# Odd smell and color on brisket



## dcmp100 (Oct 9, 2010)

I picked up a brisket three days ago and put it in the refrigerator to smoke tonight.  I took it out to prep it this morning, and when I cut open the vacuum seal, I got hit with a strange smell, perhaps a bit sulphurous.  It didn't dissipate after rinsing the meat, and I also found browning on various spots along the fat cap.  None really on the meat section.  The vacuum seal was good as near as I could tell, and the refrigerator never lost power or raised in temperature (at least not enough to notice any change).  I am going to take it back for a refund, but I wanted to hear from anyone with experience with this. 

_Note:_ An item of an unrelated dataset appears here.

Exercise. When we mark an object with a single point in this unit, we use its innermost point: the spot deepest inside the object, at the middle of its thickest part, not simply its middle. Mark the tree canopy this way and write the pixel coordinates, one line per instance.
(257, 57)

Unfortunately, I don't have enough time to get another one and get it rubbed in time to get it smoking.  Looks like next weekend, perhaps.


----------



## mudduck (Oct 9, 2010)

i had one a frew weeks back like that it had ben in the freezer for 4 or 5 mouths

we smoke it turn out great


----------



## mballi3011 (Oct 9, 2010)

I have noticed that allot to. Now it's something they put into the packaging when they vaccum pack them. Theres nothing wrong woth it but it usually rinses off for me most of the time.


----------



## sturgissmoker (Oct 20, 2010)

Vacum sealed meat, because of the lack of oxygen its exsposed too, will build up certain foul smelling gasses.  Open up the meat, lay it out for 30-45 min and the smell will go away.  I have noticed this many many times with steaks, brisket and pork ribs - cooked everyone of them and tasted just fine.  A grocier friend of mine that vacume seals everything gave me this info - just so you know i am not making it up.


----------



## uncivil (Oct 20, 2010)

Could it be the nitrogen they flush with to preserve the meat?


----------



## rbranstner (Oct 20, 2010)

Did they give you a refund?


----------